Scrive Cesare Pavese in una celebre citazione da “La luna e i falò” (1950): “Un paese ci vuole. Un paese vuol dire non essere soli, sapere che nella gente, nelle piante, nella terra c’è qualcosa di tuo, che anche quando non ci sei, resta ad aspettarti”. Una frase che allude all’identità, alle radici, al nostro essere nel mondo. E anche una bella definizione di cosa può essere una comunità, là dove la comunità è appunto un paese, un luogo dove stare e dove tornare.
A cosa servano le comunità è presto detto: a costruire il bene comune. Sono una rete di azioni, di pensieri e di visioni che concorrono al benessere (fisico, psicologico, spirituale) di tutti. Di chi “c’era già” e di chi è arrivato. Per questo una comunità è cangiante, non è mai fissa: va avanti insieme e insieme affronta i problemi, anche i più drammatici. Se le persone si chiudono in casa, se i paesi diventano solo un dormitorio, se l’individualismo prevale allora la comunità si sbriciola. È quel movimento silenziosamente tellurico a cui abbiamo assistito negli ultimi decenni. In cui le comunità sono state messe a dura prova dalle vite sempre troppo di fretta delle persone, dall’indifferenza, dall’astio, dalla mancanza di un’idea buona dell’Altro, chiunque egli sia.
Eppure le comunità esistono ancora, grazie al vitalismo di tante persone in ogni paese. Il comune, le associazioni, la storia e la bellezza, l’identità vissuta con orgoglio senza che ciò coincida con la chiusura: tutto questo fa comunità e costruisce il bene comune. Se perdiamo questa idea, magari vittime di un’omologazione culturale sempre più pressante, perdiamo noi stessi come animali sociali. Non siamo automi individuali, siamo parte di un qualcosa che, alla base di tutto, ci fa uomini.
Per questo un’iniziativa come L’Eco cafè è utile. Perché racconta le comunità, la cultura, lo sport, la solidarietà e tutto quello che trasforma un paese in una comunità. Quest’anno L’Eco cafè, fra necessità di distanziamento e divieti di assembramento, è tornato sul territorio bergamasco in una versione differente, più improntata ai social e attenta alla sicurezza di tutti. In giornate dove le persone si ritrovano, si guardano negli occhi e magari, senza neanche volerlo, fanno comunità.
Lo sappiamo tutti che i mesi scorsi per il territorio bergamasco sono stati difficili: oltre alle tante persone che la pandemia ha colpito, oltre ai danni all’economia, il codiv-19 è andato a colpire le comunità. Accelerando quel processo di disgregazione delle reti sociali laddove la comunità non era sufficientemente strutturata.
Non è il caso di Scanzorosciate, paese visitato da L’Eco cafè domenica scorsa.

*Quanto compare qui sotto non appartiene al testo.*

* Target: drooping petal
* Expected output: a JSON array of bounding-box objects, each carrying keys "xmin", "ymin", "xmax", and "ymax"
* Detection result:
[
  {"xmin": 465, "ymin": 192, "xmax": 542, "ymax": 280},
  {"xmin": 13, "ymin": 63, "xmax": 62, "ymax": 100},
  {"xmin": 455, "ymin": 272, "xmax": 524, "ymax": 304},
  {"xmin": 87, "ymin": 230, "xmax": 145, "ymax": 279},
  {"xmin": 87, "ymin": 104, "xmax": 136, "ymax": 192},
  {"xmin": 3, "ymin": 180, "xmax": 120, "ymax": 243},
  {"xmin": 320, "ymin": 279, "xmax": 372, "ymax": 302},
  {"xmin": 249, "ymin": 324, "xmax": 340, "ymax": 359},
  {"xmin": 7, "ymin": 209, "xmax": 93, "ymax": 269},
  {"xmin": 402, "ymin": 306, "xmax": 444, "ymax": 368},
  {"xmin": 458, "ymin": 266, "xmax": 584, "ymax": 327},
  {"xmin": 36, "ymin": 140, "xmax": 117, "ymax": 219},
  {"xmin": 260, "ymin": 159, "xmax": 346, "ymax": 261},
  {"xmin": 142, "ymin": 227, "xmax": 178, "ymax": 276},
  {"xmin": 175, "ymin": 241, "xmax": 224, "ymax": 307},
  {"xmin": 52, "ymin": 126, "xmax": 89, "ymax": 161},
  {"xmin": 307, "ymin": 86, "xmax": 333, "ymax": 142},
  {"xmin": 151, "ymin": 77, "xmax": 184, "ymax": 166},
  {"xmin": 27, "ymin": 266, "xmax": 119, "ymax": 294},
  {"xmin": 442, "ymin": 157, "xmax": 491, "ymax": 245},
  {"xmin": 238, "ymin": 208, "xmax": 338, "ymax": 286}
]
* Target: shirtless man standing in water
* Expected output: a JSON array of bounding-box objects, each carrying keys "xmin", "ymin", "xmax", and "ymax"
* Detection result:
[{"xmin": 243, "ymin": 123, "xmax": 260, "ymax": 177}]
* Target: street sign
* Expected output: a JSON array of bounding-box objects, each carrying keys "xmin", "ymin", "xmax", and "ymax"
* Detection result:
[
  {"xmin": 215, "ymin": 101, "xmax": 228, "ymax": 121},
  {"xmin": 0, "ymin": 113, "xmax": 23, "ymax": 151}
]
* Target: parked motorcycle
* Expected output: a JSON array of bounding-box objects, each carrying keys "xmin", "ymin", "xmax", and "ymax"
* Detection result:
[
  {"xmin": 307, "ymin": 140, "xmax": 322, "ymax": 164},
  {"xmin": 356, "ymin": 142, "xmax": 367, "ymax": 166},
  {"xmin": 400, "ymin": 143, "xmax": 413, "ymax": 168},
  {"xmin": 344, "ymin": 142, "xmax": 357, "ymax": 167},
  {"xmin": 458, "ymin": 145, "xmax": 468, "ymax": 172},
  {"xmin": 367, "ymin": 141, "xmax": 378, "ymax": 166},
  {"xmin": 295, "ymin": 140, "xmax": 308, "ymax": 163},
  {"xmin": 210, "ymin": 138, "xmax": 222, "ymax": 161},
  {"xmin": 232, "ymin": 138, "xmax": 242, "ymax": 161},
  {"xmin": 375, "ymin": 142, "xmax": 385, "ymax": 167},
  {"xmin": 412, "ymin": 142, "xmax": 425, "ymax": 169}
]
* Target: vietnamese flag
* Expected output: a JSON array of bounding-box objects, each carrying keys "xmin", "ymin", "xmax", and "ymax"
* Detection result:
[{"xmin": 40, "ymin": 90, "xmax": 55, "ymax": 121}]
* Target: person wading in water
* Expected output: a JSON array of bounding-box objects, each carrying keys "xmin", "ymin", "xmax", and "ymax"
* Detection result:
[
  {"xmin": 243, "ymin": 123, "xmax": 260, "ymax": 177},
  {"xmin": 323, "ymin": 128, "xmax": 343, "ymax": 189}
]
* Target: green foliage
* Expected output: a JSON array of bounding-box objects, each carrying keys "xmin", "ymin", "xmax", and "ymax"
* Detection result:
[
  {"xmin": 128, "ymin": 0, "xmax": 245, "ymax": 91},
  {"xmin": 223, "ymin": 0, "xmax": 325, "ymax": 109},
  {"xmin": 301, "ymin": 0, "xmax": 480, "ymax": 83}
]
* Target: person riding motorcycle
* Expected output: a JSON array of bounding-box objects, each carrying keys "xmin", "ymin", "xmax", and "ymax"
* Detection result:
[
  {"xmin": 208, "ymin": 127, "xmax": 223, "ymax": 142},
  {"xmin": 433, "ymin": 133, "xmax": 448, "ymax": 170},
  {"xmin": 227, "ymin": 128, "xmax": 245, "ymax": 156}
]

Una realtà frizzante, ricca di iniziative legate al territorio e alle sue potenzialità – il Moscato ad esempio, che non è solo un vino, ma un simbolo in cui riconoscersi e di cui essere fieri. Così accade in tanti paesi della provincia di Bergamo, dove l’etica del lavoro tipicamente bergamasca mantiene una tensione costruttiva anche nel modo di vivere il territorio, creare occasioni e mettere a frutto le possibilità. Sono tante le testimonianze di solidarietà raccolte dal nostro giornale nei mesi più difficili del contagio.
Se è vero che il covid ha duramente colpito le nostre zone, è altrettanto vero che tanti paesi non erano del tutto impreparati e, per quanto possibile, hanno reagito. A riemergere sono stati i valori di solidarietà ed aiuto reciproco che, partendo dal basso, sono tornati al centro del discorso politico. In una parola, la comunità. Che anche grazie a L’Eco cafè si ritrova, in un piccolo gesto di rinascita.